It has already been conclusively shown, from three randomized clinical trials in Uganda, Kenya, and South Africa, that adult male circumcision (MC) roughly halves the HIV transmission rate from women to men. Many African countries hit hard by HIV are therefore offering men the procedure as way to control the epidemic. Rwanda is one such country— about 3% of adults in Rwanda are infected with HIV but only 15% of men are currently circumcised.
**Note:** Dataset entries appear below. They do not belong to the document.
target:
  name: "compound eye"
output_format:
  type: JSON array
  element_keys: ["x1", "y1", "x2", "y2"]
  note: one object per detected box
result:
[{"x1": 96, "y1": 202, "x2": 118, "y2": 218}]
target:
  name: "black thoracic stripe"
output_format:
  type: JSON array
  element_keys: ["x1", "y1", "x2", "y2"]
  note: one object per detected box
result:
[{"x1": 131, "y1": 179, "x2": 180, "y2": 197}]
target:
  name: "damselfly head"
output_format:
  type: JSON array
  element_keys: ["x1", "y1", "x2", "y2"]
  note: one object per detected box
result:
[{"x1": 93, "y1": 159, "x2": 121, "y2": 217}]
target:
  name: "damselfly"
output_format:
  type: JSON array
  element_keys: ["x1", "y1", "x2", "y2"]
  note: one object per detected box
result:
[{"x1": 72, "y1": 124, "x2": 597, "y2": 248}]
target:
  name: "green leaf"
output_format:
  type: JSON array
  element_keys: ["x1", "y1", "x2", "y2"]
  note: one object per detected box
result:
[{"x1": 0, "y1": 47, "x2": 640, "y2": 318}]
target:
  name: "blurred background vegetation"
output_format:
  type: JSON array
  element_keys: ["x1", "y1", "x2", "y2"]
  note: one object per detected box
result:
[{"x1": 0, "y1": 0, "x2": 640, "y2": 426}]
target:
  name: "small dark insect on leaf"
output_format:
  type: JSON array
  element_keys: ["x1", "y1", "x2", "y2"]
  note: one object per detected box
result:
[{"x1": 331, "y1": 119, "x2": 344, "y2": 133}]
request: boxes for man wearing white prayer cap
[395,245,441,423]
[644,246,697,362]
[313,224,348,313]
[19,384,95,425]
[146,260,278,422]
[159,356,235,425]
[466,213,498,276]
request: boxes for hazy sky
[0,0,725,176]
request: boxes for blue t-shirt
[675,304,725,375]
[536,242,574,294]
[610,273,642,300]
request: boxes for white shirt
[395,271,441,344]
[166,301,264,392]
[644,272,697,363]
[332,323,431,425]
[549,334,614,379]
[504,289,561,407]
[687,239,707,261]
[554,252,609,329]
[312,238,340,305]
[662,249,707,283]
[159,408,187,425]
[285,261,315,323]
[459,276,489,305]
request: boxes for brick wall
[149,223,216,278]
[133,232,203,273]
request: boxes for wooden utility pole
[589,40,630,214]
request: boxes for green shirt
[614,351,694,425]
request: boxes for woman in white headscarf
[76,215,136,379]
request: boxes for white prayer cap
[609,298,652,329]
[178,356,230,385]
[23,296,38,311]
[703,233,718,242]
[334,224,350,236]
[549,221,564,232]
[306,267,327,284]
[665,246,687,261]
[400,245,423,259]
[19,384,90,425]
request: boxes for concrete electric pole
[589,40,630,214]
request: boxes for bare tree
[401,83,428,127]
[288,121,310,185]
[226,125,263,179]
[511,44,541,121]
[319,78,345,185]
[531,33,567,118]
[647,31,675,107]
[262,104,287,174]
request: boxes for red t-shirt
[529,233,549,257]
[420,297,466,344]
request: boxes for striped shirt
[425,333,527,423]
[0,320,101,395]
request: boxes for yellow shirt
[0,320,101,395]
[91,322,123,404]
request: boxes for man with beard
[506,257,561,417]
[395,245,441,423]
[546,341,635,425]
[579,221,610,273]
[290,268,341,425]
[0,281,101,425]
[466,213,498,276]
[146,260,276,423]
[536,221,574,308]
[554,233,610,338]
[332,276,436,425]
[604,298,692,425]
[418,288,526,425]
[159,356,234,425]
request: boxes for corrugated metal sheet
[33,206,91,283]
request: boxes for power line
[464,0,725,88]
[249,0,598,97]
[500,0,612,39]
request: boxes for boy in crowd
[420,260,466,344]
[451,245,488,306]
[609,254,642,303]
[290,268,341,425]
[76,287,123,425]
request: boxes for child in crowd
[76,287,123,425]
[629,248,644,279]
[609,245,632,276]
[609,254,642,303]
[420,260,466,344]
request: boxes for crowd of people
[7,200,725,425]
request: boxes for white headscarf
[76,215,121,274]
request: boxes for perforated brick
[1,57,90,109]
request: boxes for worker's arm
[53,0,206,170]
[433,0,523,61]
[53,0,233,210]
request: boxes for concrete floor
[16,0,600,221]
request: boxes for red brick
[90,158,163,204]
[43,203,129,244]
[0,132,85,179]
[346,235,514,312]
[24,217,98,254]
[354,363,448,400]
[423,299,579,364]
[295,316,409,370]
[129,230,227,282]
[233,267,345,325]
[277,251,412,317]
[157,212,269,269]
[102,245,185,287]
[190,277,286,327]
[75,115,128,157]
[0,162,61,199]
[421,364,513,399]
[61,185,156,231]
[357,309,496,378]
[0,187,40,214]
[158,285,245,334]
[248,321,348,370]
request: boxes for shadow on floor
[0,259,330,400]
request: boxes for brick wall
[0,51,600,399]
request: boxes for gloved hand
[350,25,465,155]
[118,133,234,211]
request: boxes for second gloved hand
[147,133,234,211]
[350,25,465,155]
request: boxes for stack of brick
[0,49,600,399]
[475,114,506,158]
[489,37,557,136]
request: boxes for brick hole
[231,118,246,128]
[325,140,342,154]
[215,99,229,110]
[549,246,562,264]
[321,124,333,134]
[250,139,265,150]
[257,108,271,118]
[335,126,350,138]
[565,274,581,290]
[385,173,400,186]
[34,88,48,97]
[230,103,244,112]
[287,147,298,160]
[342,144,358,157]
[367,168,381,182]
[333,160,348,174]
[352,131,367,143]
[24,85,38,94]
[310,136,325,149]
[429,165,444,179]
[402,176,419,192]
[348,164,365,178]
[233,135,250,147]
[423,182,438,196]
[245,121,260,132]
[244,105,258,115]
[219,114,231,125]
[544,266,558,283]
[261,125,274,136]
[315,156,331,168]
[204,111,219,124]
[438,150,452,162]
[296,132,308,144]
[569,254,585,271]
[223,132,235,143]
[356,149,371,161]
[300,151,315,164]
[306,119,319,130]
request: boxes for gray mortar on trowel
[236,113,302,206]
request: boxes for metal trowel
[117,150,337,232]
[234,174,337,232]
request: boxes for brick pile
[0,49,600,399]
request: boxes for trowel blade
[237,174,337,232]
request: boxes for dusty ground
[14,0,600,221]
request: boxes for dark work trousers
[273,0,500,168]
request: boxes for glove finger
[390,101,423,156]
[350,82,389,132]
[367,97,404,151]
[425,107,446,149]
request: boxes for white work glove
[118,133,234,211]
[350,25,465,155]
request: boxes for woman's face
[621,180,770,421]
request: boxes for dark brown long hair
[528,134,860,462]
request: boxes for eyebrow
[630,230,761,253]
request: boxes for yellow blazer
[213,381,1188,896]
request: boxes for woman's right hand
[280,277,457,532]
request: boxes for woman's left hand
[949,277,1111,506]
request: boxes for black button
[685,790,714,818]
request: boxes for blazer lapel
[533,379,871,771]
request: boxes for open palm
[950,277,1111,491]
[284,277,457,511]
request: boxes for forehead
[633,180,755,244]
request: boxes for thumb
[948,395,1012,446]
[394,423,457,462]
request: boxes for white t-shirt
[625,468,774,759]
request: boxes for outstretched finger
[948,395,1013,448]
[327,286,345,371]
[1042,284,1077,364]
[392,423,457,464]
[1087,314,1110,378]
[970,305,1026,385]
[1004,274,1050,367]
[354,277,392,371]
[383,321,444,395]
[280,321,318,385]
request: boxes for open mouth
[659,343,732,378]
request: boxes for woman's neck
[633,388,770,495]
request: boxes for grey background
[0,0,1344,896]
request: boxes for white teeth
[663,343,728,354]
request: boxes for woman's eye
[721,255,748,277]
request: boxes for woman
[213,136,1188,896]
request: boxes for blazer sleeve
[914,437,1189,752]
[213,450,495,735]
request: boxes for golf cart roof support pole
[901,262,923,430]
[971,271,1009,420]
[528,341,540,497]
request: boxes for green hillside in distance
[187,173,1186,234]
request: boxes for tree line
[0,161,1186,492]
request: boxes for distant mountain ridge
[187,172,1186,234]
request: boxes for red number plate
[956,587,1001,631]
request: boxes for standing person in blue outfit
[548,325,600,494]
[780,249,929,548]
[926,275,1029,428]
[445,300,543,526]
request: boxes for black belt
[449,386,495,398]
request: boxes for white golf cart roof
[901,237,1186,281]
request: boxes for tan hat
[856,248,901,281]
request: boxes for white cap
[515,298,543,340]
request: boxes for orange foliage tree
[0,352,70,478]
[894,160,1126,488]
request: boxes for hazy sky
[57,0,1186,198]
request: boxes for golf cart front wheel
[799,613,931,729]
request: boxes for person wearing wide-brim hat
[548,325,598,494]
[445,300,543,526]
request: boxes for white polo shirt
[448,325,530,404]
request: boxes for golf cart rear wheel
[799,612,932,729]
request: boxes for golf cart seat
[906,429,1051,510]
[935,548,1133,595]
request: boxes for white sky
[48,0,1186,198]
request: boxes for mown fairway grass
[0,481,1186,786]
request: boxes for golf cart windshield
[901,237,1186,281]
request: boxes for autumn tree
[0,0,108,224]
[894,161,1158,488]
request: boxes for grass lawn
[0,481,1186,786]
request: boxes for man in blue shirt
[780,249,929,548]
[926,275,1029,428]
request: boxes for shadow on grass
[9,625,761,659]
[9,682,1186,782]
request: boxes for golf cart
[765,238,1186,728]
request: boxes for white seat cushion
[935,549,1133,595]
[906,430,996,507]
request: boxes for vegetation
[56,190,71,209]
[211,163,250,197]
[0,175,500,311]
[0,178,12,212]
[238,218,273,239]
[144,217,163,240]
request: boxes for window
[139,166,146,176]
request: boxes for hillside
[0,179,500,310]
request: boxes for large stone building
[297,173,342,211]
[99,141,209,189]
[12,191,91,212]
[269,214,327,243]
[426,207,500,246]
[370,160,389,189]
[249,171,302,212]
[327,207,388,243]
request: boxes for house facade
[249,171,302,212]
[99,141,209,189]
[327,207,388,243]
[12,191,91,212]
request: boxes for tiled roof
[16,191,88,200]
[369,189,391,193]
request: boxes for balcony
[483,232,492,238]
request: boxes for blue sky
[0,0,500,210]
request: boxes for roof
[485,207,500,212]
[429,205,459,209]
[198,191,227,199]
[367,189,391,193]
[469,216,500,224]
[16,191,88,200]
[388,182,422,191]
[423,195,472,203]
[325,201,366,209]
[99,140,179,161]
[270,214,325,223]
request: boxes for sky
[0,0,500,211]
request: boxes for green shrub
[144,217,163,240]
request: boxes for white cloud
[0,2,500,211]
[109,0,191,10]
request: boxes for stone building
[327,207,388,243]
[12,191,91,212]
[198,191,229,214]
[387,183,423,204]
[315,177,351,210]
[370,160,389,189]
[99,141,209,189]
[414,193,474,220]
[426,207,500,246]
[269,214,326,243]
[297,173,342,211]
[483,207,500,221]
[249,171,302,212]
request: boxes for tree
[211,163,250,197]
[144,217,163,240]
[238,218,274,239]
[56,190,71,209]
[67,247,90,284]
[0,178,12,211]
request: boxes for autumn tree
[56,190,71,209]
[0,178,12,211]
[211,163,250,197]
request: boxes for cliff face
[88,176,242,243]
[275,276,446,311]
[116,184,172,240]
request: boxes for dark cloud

But performing the operation in adolescents and adults is linked with a higher risk of complications than circumcising newborns. And the operation is quicker and simpler to perform in newborns. The new study, by Agnes Binagwaho (Rwanda Ministry of Health) and colleagues, therefore set out to compare three different strategies as applied to Rwanda: circumcising newborns (neonates), adolescents, or adults.
The researchers used a technique called "cost-effective analysis," which looks at the balance between the costs of a medical intervention and its benefits. They estimated that each neonatal MC would cost just US$15 whereas each adolescent or adult MC would cost US$59. They found that neonatal MC would in fact save more money than it costs, because the operation is cheap to perform and would prevent HIV infections that are expensive to treat.
The study findings, say the authors, "suggest that Rwanda should be simultaneously scaling up circumcision across a broad range of age groups, with high priority to the very young."
In an expert commentary on the new study, Seth Kalichman (University of Connecticut) says: "The cost-savings of neonatal MC are compelling and suggest that implementation is economically feasible in developing countries hit hardest by HIV/AIDS. Neonatal MC should therefore be considered a priority in comprehensive HIV prevention plans for southern Africa."